Filed under: super d's musings
I hope to make this as quick as possible. Grandma is watching Sun TV. She thinks I’m fast asleep in my crib. I am hoping she won’t check on me for the next 10 minutes or so. But chances are, with her attention transfixed on Sun TV, that isn’t likely to happen. That’s probably the only thing in the world that she’s obsessed about enough to be taken in completely by it. Uncle WUMmy once wrote about this dysfunction for an article for the KLK. That was a long time ago that.
I have a little trouble typing, because I have yet to recover completely from dislocating my shoulder last week. Pa was playing with me; and in his overzealousness perhaps exerted a tad too much force on my right arm. I felt a sharp excruciating pain, and the next moment I looked down to see my arm positioned oddly like a plasticine limb twisted out of shape. I let out a wail more out of sheer horror of the sight of the deformed state of my being than the actual pain itself. Pa rushed me to the doctor who promptly rectified the malady by with one deft manoeuvre on my arm. This is the second major accident I’ve had due to the carelessness on the part of my parents. A few months back, I rolled of the bed when Ma fell asleep beside me. Thankfully, I was alright and escaped with just a few minor bruises. When Pa returned from his school trip the next day, he was devastated to hear what had happened. He broke into tears and in the words of Uncle WUMmy ‘cried like a poof’. It is just typical of Uncle WUMmy to use this incident to ridicule Pa. One of these days, I am going to thump his nose.
Uncle WUMmy can be the meanest at times. In the last couple of weeks or so, he’s been described as being immature, unnecessarily critical, insensitive, uncaring, arrogant, disrespectful, and most recently ‘a sadist bastard’. Sometimes I cannot be certain if he’s actually proud of being described as such. He must have certainly been dropped too many times on the head as a child. The other day he stole my Yakult and got a good bollocking from Grandma. Then he snatched my balloon from me and tied it up at a height that I could not reach. I do not understand the motivation for such actions, but I find such behaviour extremely childish.
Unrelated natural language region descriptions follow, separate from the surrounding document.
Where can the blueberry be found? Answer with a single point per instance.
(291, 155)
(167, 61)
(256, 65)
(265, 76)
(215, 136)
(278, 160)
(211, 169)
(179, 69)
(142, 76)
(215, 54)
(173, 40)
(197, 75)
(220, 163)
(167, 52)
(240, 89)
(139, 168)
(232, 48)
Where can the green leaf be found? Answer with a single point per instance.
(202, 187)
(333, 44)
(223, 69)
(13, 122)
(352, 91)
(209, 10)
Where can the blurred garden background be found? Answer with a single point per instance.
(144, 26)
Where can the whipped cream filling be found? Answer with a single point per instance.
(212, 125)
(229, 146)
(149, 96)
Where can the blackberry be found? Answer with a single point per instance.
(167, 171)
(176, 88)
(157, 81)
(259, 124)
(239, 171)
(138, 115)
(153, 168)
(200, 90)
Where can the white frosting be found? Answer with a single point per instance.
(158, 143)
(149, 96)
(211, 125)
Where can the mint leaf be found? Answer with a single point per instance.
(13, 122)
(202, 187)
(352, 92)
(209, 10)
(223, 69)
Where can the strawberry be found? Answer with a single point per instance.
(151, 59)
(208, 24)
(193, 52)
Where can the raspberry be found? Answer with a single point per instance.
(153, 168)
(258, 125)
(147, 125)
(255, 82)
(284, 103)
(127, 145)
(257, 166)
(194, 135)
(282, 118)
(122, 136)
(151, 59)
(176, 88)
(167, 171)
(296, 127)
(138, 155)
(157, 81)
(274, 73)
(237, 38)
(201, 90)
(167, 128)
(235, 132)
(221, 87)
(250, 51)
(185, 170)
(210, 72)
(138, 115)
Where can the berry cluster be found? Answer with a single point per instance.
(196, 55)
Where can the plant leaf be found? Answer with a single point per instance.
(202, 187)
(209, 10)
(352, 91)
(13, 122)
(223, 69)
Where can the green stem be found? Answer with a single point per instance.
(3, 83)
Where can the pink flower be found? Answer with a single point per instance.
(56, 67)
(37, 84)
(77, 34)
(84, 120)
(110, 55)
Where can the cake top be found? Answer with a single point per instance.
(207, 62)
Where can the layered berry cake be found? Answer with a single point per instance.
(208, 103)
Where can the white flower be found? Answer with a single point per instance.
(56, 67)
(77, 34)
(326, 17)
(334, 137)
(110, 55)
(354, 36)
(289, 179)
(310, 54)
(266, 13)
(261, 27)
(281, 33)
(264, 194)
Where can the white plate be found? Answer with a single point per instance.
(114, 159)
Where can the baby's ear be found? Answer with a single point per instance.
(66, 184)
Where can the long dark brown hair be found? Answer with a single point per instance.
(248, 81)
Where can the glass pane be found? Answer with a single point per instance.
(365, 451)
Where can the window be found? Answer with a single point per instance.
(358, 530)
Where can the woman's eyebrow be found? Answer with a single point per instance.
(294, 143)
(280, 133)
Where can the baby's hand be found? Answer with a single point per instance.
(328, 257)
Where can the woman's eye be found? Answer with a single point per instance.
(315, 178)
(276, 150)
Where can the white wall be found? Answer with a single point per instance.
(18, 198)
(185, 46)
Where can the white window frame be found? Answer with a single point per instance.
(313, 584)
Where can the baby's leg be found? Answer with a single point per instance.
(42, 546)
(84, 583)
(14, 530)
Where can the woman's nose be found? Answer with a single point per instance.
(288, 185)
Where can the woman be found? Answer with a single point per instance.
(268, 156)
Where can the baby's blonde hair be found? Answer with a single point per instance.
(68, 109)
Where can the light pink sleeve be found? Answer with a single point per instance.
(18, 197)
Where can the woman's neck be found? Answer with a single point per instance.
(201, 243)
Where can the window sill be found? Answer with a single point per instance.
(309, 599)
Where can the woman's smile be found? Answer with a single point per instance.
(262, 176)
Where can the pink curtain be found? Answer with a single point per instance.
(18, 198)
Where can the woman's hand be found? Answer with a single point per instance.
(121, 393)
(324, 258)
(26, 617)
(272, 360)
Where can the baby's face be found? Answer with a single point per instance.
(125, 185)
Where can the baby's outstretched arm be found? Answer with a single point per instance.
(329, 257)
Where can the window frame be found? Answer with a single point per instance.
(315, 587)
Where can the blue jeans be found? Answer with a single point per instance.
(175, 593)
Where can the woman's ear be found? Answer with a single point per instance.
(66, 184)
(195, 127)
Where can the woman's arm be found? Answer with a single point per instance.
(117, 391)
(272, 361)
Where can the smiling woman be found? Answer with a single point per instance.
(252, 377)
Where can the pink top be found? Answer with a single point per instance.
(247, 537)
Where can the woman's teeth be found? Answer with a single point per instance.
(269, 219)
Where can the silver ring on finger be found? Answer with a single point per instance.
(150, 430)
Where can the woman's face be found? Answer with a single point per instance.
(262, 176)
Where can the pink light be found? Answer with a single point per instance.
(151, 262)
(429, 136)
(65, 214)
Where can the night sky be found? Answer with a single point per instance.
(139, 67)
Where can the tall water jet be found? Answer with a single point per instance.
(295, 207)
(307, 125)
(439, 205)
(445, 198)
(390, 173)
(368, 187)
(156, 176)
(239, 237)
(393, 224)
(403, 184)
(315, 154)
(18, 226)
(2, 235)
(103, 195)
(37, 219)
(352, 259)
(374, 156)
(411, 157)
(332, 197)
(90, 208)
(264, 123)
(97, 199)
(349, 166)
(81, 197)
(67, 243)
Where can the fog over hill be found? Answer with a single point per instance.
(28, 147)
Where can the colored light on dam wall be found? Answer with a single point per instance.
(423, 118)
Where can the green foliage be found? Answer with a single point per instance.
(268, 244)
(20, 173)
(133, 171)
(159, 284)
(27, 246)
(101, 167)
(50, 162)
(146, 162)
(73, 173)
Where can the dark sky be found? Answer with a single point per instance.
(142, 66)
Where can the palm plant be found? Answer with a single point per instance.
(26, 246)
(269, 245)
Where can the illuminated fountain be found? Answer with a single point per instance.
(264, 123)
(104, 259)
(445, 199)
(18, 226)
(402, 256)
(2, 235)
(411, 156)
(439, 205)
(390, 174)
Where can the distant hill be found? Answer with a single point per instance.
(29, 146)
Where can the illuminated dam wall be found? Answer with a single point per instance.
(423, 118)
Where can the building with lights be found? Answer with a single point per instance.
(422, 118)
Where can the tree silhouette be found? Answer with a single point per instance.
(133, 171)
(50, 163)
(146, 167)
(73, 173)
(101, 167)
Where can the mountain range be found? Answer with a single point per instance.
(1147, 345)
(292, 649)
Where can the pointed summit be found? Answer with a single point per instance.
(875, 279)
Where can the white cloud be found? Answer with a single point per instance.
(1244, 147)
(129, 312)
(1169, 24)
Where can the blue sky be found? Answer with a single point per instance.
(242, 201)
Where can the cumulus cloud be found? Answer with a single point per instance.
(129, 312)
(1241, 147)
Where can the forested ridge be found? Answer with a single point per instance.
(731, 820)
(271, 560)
He must be in a fantastic mood today though; after the result of yesterday’s Champions’ League Final. Uncle WUMmy absolutely abhors Liverpool and takes pleasure in ‘taking the piss out of them’, as he puts it, at every opportunity he gets. Well needless to say, he has plenty of ammunition now; and if I were a fan of Liverpool I’d stay clear off him! Both Pa and Uncle WUMmy are Manchester United supporters, and perhaps I am expected to follow in their footsteps. But frankly, being a genius and all, I find the idea of 22 men running around the pitch chasing the ball a tiny bit puerile. And even if I eventually do attain an improbable interest in the sport, it is quite unlikely I would develop any kind of affection for Manchester United. Frankly, Uncle WUMmy’s cockiness drives me crazy and the last thing I’ll do is back a team he supports.
Ok, I reckon it is about time I saunter back to my crib. I think it’s about time for Grandma to feed me some of that vile porridge of hers. One of these days, the dreadful taste is going to kill me. I am certain of it. Well, I hope to be back writing soon.Till then… Ta.